Na manhã de 23 de outubro de 1888, Vincent van Gogh abriu a porta de sua casa e se deparou com o fim de uma ansiedade que o dominava desde maio. Como planejado durante meses, o artista francês Paul Gauguin finalmente chegava à cidade de Arles, França, para dividir a casa com o pintor holandês. De fato, os anseios de Van Gogh acabaram, mas não serviu de alento diante de tantas preocupações e instabilidades daquela mente em constante ebulição.

Van Gogh estava em Arles desde fevereiro daquele ano. Depois de morar num restaurante-hotel, mudou-se para o sobrado de duas salas e dois quartos, que viria a ficar conhecido como “Casa Amarela”, devido à cor das paredes externas. Mas também tinha janelas verdes, portas azuis e o piso terreo vermelho. Por dentro, as paredes eram bege, mas logo foram cobertas com as telas que assinava. Martin Gayford, autor do livro “The yellow house – Van Gogh, Gauguin and nine turbulent weeks in Arles” (inédito em português), conta a respeito do cuidado do artista ao decorar a casa com móveis e vasos. Apesar da péssima situação financeira, ele priorizou finalizar os cômodos. Sua idéia era fazer uma casa de artista (mesmo prezando pela simplicidade) e, com o tempo, estabelecer uma cooperativa de amigos que discutiriam sobre obras, independente do estilo, dividiriam o teto, o estúdio e lucro das vendas, o que era comum na época.

Sua vida era solitária, até porque não tinha lá uma fama muito atraente. As pessoas não se aproximavam daquele homem estranho, andando apressado pela cidade, coberto com um chapéu de palha e exalando um cheiro nada agradável (falta de banho e excesso de cachimbo). Esperava desesperadamente por alguém do seu mundo. Seu irmão, Theodore van Gogh, o Theo, que o sustentava enquanto Vincent não lucrasse com as obras, o ajudou na busca por alguém.
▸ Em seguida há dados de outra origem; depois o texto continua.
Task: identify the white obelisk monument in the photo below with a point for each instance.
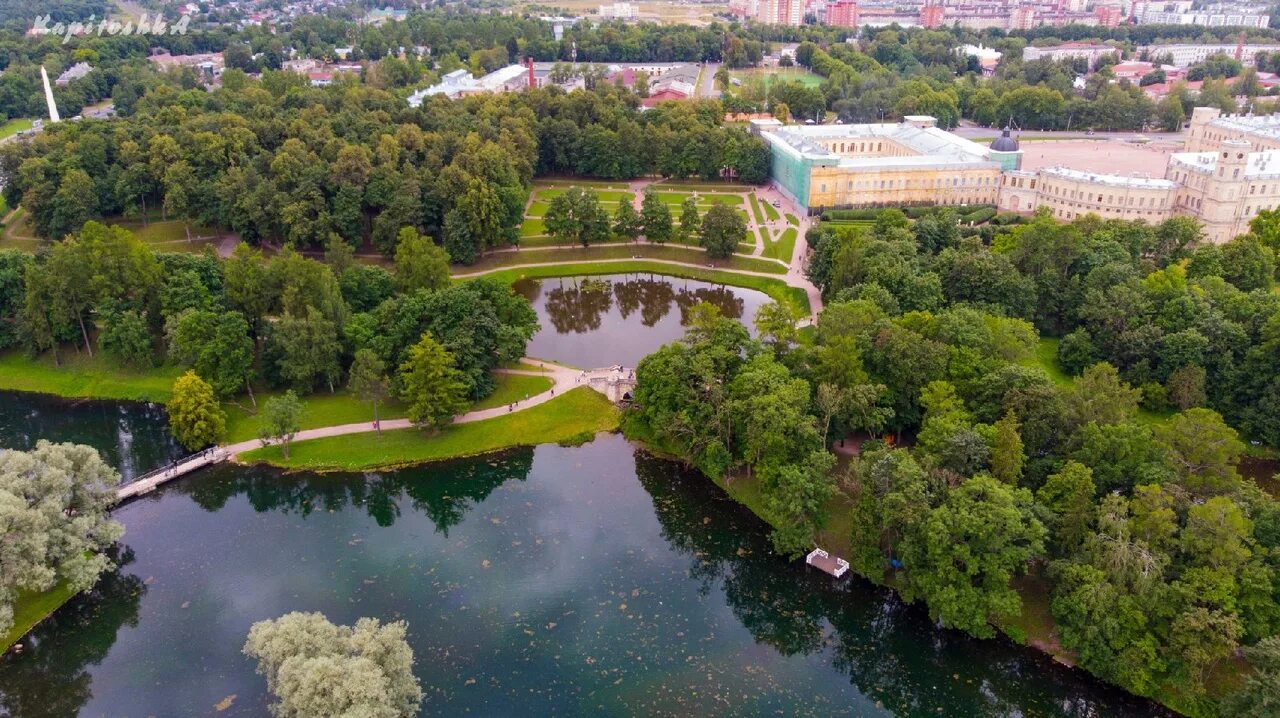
(49, 96)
Gauguin se convenceu por Arles com alguns interesses em mente. Van Gogh era, no mínimo, uma figura curiosa e certamente teria muitas idéias para trocar. Gauguin havia passado uma temporada na Martinica, no Caribe, e voltara à França para se recuperar da malária. Por hora, imaginou que a nova vida na Provença seria um bom lugar. Além disso, estreitaria os laços com Theo, que morava em Paris como negociador de artes e passaria a trabalhar com suas telas também.
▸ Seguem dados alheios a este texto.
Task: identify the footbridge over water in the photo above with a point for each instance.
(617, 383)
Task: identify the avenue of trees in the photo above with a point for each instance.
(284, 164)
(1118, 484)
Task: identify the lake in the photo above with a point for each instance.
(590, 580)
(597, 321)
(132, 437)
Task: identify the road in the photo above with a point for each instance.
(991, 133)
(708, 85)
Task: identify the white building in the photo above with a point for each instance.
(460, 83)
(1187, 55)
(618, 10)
Ao chegar, Gauguin se surpreendeu com o que viu nas paredes. Entre maio e outubro, Van Gogh tivera uma euforia criativa. Toda a ansiedade pelos adiamentos da chegada de Gauguin transformara-se em pinturas. O trabalho era exaustivo, acompanhado por agitações, má alimentação e a busca por resultados que mostrassem seu talento. Em poucos meses, pintou cerca de 200 obras (um terço do que Gauguin reproduziria durante sua vida toda). Entre elas, Quarto em Arles, e a favorita do novo morador, Os Girassóis. Além de eufórico, o pintor holandês queria impressionar o novo amigo.

Segundas impressões

Agora, com a companhia de Gauguin, o ritmo mudaria e eles sairiam para pintar juntos o cenário e as pessoas de Arles. Durante o trabalho, ficavam a poucos metros um do outro para retratar a mesma paisagem, cada um com seu estilo. Enquanto Van Gogh prezava pelo impressionismo, com o uso de cores contrastantes a partir do que via, Gauguin tendia a criar e modificar, implementando cenas, mudando cores e seguindo um caminho voltado ao que chamava de sensorial – chegou até a usar a palavra “abstrato” em uma das cartas a Theo. Tudo era estudo e experimento.
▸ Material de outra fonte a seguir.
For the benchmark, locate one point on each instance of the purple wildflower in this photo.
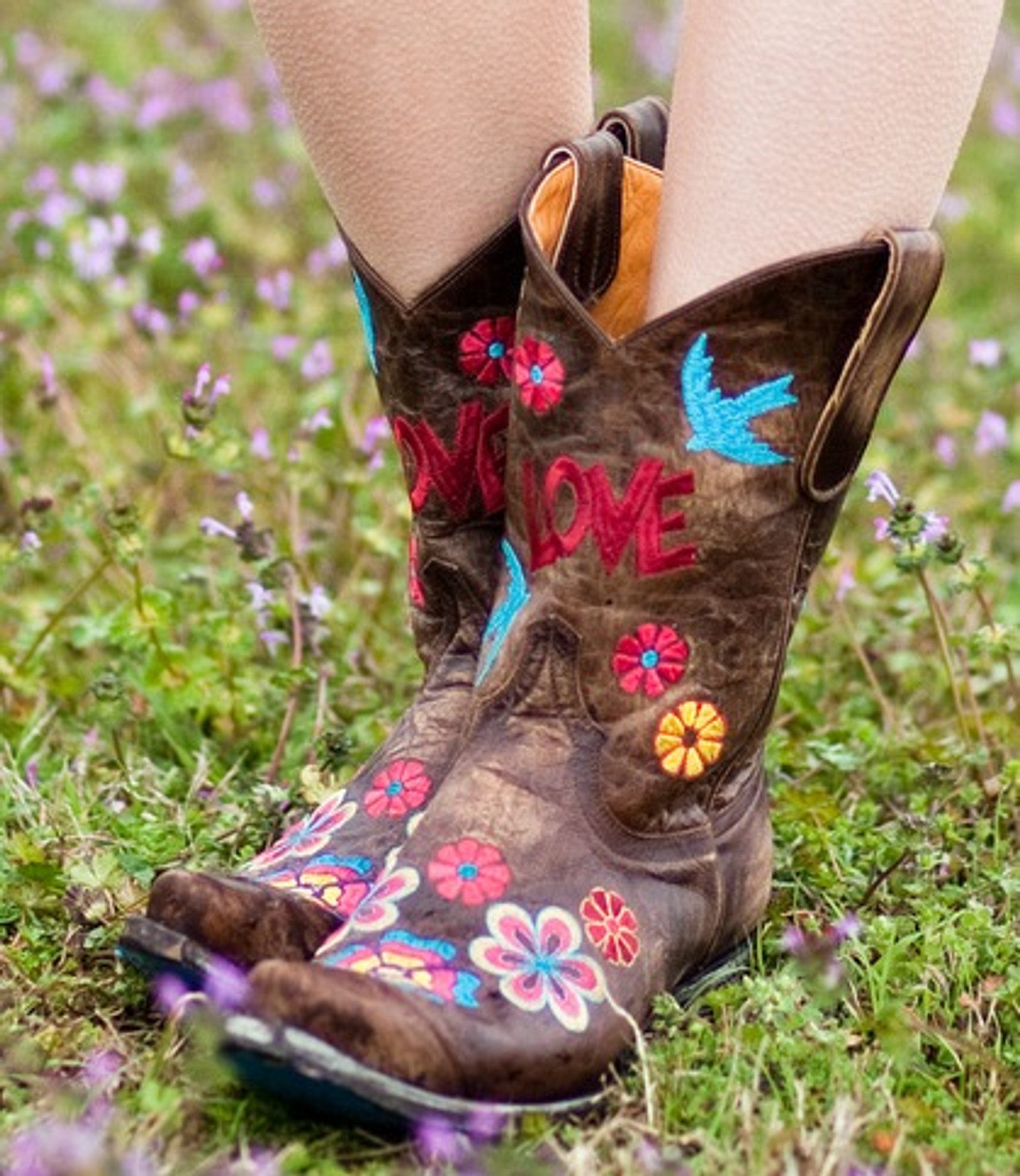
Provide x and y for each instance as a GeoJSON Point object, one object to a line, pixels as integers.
{"type": "Point", "coordinates": [260, 445]}
{"type": "Point", "coordinates": [317, 362]}
{"type": "Point", "coordinates": [947, 450]}
{"type": "Point", "coordinates": [204, 257]}
{"type": "Point", "coordinates": [1006, 118]}
{"type": "Point", "coordinates": [985, 352]}
{"type": "Point", "coordinates": [216, 529]}
{"type": "Point", "coordinates": [331, 257]}
{"type": "Point", "coordinates": [100, 184]}
{"type": "Point", "coordinates": [284, 347]}
{"type": "Point", "coordinates": [226, 986]}
{"type": "Point", "coordinates": [991, 434]}
{"type": "Point", "coordinates": [881, 486]}
{"type": "Point", "coordinates": [276, 289]}
{"type": "Point", "coordinates": [168, 993]}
Vincent, até então, não conseguira vender um trabalho sequer (vendeu apenas uma tela em vida, A vinha encarnada, poucos meses antes de morrer). Por isso, sempre fora sustentado por Theo que, além de ser um fiel apoiador, acreditava na proposta do irmão, enquanto os críticos de arte torciam o nariz para aquela confusão de cores dos artistas de vanguarda. Mesmo assim, na primeira semana em Arles, Gauguin recebeu uma carta de Theo contando que havia negociado uma de suas telas, Meninas bretãs dançando.

As primeiras vendas de Gauguin não causaram atrito com Van Gogh, tampouco a diferença de estilos que acabava sendo enriquecedora a ambos. De fato, a entrada de mais dinheiro na casa trouxe mais estabilidade financeira. Gastos foram organizados por Paul, e Vincent era beneficiado também, já que agora comia melhor e sobrava mais dinheiro para a casa. Tudo parecia estar bem, não fossem as instabilidades de Van Gogh.

 

A iniciante prosperidade de Gauguin e suas histórias da época em que cruzou os trópicos como marinheiro representavam nos olhos de Van Gogh a figura de um mestre. Tudo era algo a ser ouvido, aprendido e adorado. A figura anti-social e raquítica de Vincent até poderia não expressar muito, mas seu temperamento poderia levá-lo aos extremos. Em poucos dias, a novidade acabaria e não sobraria muito além das gritantes diferenças entre os dois artistas. Em novembro, quando a temperatura já esfriava e ficava difícil passar muito tempo fora de casa, os dois ficavam enfurnados no estúdio.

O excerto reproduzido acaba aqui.